He's a king, with or without a ring
Eventually Bob Huggins is going to win one of these March Madness diamonds rings. He's been in the game too long and put in too much work as an elite, passionate and influential coach in the college game. His name is rarely mentioned, but his track record wreaks of contention.
He’s battled all of the so-called legends of the game and on certain nights, with less talent, he still managed to leave his imprint on the game. Still managed to distinguish himself as a basketball lifer, a supreme motivator of players, an appreciator of the grunt work that it takes to build a winning program. He breathes basketball life into any program he graces.
Huggins has never won an NCAA title, but with the exception of Kenyon Martin, he hasn’t had any legendary college talents at his disposal. On Saturday, his West Virginia Mountaineers topped the Notre Dame Fighting Irish 83-71 to advance to the Sweet 16 of the NCAA Tournament for the second time in the last three years under “Huggs” who in my opinion, is every bit a part of the fabric of college hoops as a Coach K or Jim Boeheim. He can never be accused of wasting talent or being overrated.

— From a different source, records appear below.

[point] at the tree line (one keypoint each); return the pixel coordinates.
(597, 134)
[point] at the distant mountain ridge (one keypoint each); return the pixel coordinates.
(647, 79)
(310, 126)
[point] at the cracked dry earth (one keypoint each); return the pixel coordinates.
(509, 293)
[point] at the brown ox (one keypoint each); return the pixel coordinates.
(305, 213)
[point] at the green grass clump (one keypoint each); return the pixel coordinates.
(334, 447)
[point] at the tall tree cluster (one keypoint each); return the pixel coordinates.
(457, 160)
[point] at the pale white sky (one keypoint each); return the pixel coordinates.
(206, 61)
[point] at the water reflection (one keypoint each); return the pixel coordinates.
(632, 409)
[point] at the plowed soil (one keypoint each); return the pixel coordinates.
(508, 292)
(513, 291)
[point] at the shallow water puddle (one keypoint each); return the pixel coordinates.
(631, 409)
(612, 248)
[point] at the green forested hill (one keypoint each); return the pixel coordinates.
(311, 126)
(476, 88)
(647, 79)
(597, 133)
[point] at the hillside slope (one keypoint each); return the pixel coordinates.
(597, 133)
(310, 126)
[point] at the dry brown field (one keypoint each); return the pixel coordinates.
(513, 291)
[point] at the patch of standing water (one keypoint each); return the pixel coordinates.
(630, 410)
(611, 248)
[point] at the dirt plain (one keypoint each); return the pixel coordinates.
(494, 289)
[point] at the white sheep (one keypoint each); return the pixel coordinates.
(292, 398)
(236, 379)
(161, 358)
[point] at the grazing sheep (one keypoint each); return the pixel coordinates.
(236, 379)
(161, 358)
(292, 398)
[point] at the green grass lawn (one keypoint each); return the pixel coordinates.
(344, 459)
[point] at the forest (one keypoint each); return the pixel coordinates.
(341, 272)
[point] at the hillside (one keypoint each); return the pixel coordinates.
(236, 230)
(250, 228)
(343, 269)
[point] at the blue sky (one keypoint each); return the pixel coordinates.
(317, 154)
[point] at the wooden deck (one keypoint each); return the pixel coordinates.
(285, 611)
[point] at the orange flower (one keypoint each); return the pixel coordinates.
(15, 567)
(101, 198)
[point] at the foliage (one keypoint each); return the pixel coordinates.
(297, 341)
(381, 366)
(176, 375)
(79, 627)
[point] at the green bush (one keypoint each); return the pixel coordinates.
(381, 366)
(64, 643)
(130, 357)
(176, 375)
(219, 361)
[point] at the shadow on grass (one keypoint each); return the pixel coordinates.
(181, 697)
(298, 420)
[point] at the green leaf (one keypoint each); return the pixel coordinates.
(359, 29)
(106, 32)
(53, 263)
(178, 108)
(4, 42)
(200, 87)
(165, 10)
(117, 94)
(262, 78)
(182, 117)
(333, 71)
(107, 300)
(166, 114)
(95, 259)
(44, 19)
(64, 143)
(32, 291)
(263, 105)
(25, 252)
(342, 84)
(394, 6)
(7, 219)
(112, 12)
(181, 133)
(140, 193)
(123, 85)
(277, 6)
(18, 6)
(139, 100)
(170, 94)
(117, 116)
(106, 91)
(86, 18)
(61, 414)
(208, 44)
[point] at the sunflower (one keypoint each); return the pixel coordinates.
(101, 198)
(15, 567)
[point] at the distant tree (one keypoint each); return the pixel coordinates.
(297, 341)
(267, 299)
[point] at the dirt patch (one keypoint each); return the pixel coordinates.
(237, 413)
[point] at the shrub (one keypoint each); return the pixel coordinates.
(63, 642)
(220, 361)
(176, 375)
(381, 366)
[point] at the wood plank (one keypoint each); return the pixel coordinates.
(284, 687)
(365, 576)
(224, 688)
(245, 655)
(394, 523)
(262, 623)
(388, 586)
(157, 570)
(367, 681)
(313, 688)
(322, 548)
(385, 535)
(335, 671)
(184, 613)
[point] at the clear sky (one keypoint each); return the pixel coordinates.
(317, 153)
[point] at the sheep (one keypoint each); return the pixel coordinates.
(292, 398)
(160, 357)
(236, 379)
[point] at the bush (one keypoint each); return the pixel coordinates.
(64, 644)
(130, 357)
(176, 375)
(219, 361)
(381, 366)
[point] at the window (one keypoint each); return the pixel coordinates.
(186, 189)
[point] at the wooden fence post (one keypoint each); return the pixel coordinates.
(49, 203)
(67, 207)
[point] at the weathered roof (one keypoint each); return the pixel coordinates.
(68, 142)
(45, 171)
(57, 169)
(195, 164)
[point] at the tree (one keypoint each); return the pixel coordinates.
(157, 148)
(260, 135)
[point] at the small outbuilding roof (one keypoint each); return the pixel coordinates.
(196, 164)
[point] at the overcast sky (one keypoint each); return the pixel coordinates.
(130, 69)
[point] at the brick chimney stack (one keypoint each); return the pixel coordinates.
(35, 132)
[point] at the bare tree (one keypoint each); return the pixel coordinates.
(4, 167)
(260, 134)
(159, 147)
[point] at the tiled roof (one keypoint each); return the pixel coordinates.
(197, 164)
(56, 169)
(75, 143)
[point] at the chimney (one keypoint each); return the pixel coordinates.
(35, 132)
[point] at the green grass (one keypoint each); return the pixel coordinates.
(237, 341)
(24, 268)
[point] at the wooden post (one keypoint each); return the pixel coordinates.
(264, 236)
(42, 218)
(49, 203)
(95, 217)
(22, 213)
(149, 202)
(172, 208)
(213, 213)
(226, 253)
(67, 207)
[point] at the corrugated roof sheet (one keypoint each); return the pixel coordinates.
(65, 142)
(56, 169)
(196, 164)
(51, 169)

Utilizing Huggins’ infamous and ingenious full court press, the Mountaineers were too much for the Irish too handle. The Mountaineers are the first team to punch a Sweet 16 ticket and will face the winner of Gonzaga and Northwestern on Thursday in San Jose, California.
When asked what he was going to do with the time off between games, Huggins replied, “start recruiting.”
Hard work and a consistent grind is what has gotten Huggins to this level as one of just ten coaches ever with 800 or more wins in his career. That’s the magic number for coaching immortality and he is cruising by it with no chill in sight.
Huggins has been to 22 NCAA tournaments in the last 25 seasons. He has navigated a plethora of squads to seven Sweet Sixteen appearances, four Elite Eight appearances, and two Final Four appearances (1992 with Cincinnati and 2010 with West Virginia). Twenty-win seasons is the basis for Huggins’ squads. To say he gets emotionally involved in the game is an understatement, but his dedication to the craft makes those moments an acceptable part of who he is.
Huggins started out at unheralded Walsh College (1980–1983) and then coached at the University of Akron (1984–1989). He started gaining acclaim as a power coach during his reign at the University of Cincinnati (1989–2005) which ended after 16 legendary years following a DUI scandal. Then he resurrected his reputation with a quick rebuild at Kansas State University, winning 23 games in each of his two seasons there (2006–2007).
In April of 2007, Huggins accepted an offer to return to coach his alma mater, West Virginia University. He’s made the most of his opportunity, reaching a Final Four and establishing West Virginia basketball as an elite program where low-name ballers become Saturday afternoon superstars and some of them, eventually pros.
Watch out for Huggins and West Virginia this March Madness. Eventually he’s going to break through and snag that elusive title. It might be this season.